I have a pair of Sennheiser HD 205’s that I would like to pull this off with, but I am happy just with having the 3.5mm port that I modded into them. Was not happy with the massive amount of cord they came with, and having this removable cord option was the best that I could ever do.
with any decent headphones (or ears) modifying the internals to accommodate additional circuitry (or anything really), and therefore changing the sound dynamics of the cup the driver sits in will most likely adversely affect the sound. just sayin’, before you go chopping up your nice headphones.
What I don’t like about bluetooth, is the 200ms or so delay it adds to all sound.

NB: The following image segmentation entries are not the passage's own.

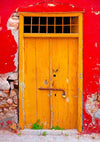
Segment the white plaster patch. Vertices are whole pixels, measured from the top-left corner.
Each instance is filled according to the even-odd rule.
[[[13,13],[12,16],[9,18],[8,22],[7,22],[7,29],[11,30],[12,35],[14,36],[14,39],[17,43],[17,46],[19,45],[18,43],[18,35],[19,35],[19,18],[18,18],[18,13]],[[16,70],[18,70],[18,50],[15,54],[15,58],[14,58],[14,64],[16,66]]]
[[[68,78],[66,79],[66,81],[67,81],[67,83],[69,83],[69,79]]]

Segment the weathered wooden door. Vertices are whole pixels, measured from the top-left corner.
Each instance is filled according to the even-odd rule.
[[[24,83],[26,127],[77,129],[78,38],[24,38]]]

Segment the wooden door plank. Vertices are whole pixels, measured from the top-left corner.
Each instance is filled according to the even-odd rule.
[[[24,110],[25,126],[36,122],[36,59],[35,39],[24,38]]]
[[[36,38],[37,113],[44,128],[50,128],[49,38]]]
[[[69,117],[70,128],[77,129],[78,119],[78,40],[69,38]]]
[[[52,88],[68,90],[68,43],[67,38],[50,39],[50,65]],[[69,128],[67,97],[61,91],[52,91],[53,126]]]

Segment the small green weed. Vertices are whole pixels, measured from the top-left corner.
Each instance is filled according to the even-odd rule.
[[[65,136],[69,136],[68,134],[65,134]]]
[[[43,135],[43,136],[46,136],[46,135],[47,135],[46,131],[44,131],[44,132],[42,133],[42,135]]]
[[[54,130],[64,130],[64,128],[60,128],[58,125],[56,127],[52,127],[51,129],[54,129]]]
[[[32,129],[43,129],[43,123],[40,122],[40,119],[38,119],[36,123],[32,125]]]
[[[77,139],[79,139],[80,138],[80,136],[77,136]]]

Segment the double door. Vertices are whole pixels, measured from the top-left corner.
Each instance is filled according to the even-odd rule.
[[[24,117],[77,129],[78,38],[24,38]]]

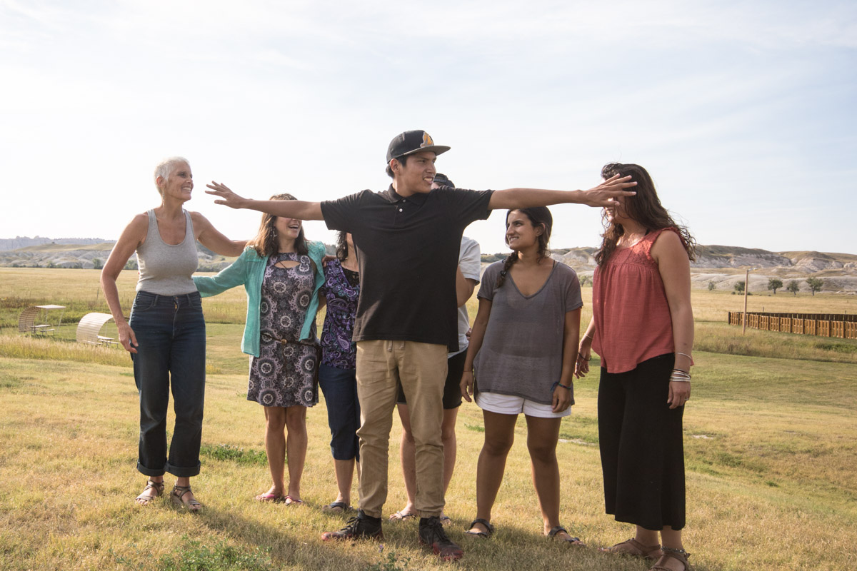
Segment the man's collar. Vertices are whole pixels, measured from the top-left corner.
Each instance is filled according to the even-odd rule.
[[[405,198],[396,192],[396,189],[393,187],[392,184],[390,185],[390,187],[387,189],[387,198],[393,203],[397,203],[401,200],[411,200],[416,205],[422,205],[423,203],[426,201],[427,196],[428,196],[428,194],[425,193],[414,193],[411,196]]]

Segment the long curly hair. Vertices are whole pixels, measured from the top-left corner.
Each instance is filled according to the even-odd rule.
[[[687,231],[687,228],[676,223],[667,209],[661,205],[661,199],[657,198],[657,192],[655,190],[655,183],[648,171],[638,164],[621,163],[608,163],[601,170],[601,175],[605,180],[614,175],[620,176],[630,175],[631,180],[637,183],[632,189],[635,190],[637,194],[626,196],[624,199],[623,208],[627,212],[628,217],[643,224],[646,229],[646,234],[663,228],[678,229],[687,257],[692,261],[696,259],[696,241]],[[604,225],[604,234],[601,235],[601,247],[595,253],[595,261],[598,265],[603,265],[610,259],[616,250],[619,238],[625,234],[625,229],[621,224],[608,221],[606,212],[602,214],[602,223]]]
[[[348,259],[348,232],[339,230],[336,235],[336,257],[340,262]]]
[[[551,216],[550,211],[548,210],[547,206],[513,208],[506,213],[506,228],[509,226],[509,215],[515,211],[527,217],[533,228],[542,227],[543,231],[538,236],[538,260],[541,261],[544,258],[549,258],[550,250],[548,249],[548,243],[550,241],[550,231],[554,228],[554,217]],[[506,243],[509,243],[508,239],[506,239]],[[509,274],[509,270],[512,269],[512,265],[517,261],[517,252],[512,252],[506,257],[506,259],[503,260],[503,269],[500,271],[500,275],[497,276],[497,282],[494,283],[494,288],[502,287],[503,283],[506,283],[506,277]]]
[[[274,194],[272,196],[270,200],[297,200],[294,196],[289,194],[288,193],[283,193],[282,194]],[[247,243],[248,246],[252,246],[253,249],[256,251],[261,257],[270,256],[272,254],[277,253],[279,244],[277,241],[277,229],[274,225],[277,223],[277,217],[273,214],[268,214],[265,212],[262,214],[262,221],[259,224],[259,232],[253,240]],[[302,255],[307,255],[309,253],[309,247],[307,246],[307,239],[303,235],[303,226],[301,226],[301,232],[297,235],[297,239],[295,240],[295,252]]]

It’s fine for music, and movies with a player compensating for that, but quite bad for gaming and completely useless as a monitor.
I’d like to see a hack like this, but with something different than bluetooth, without that much delay. Maybe an RF24 transciever, hooked into an arduino?
Then, making it a triple-option (wired, RF24, BT), would be real cool.
But there is the whole size issue.
That’s a really good job, they look great. The only advice I would have is that you could probably flash the BT module to whatever name you wanted it, using a USBasp device. Here’s a link: http://www.hobbyist.co.nz/?q=bluetooth-module-configurations
Wish this would work for me. My headphones are true 5.1 surround sound requiring 6 channels.
How do they fit on your head?
Most likely they are accepting 5.1 format and mixing it down to 2 channel or maybe two drivers per cup. Which is a total waste of our hearing, they tried that back in the quad era. Most good sound cards etc. have software modes for headphones often with real binaural ( infinite channels in 3D) instead of just 5 channels of mono tracks. Games take advantage of this. True 3D instead of penta-phonic inside your head.
Jack should be wired to cut out the BT when using a hifi source, the loading of the idle amp can screw with the medium impedance signal.
Really? Headphones are 32 ohms, what’s the impedance of a turned-off amp? I’d have thought quite high bit it’s not something I know a lot about.
Still, as you say, switching stereo jack sockets are really easy to get hold of, it’s just a matter of using the right pins.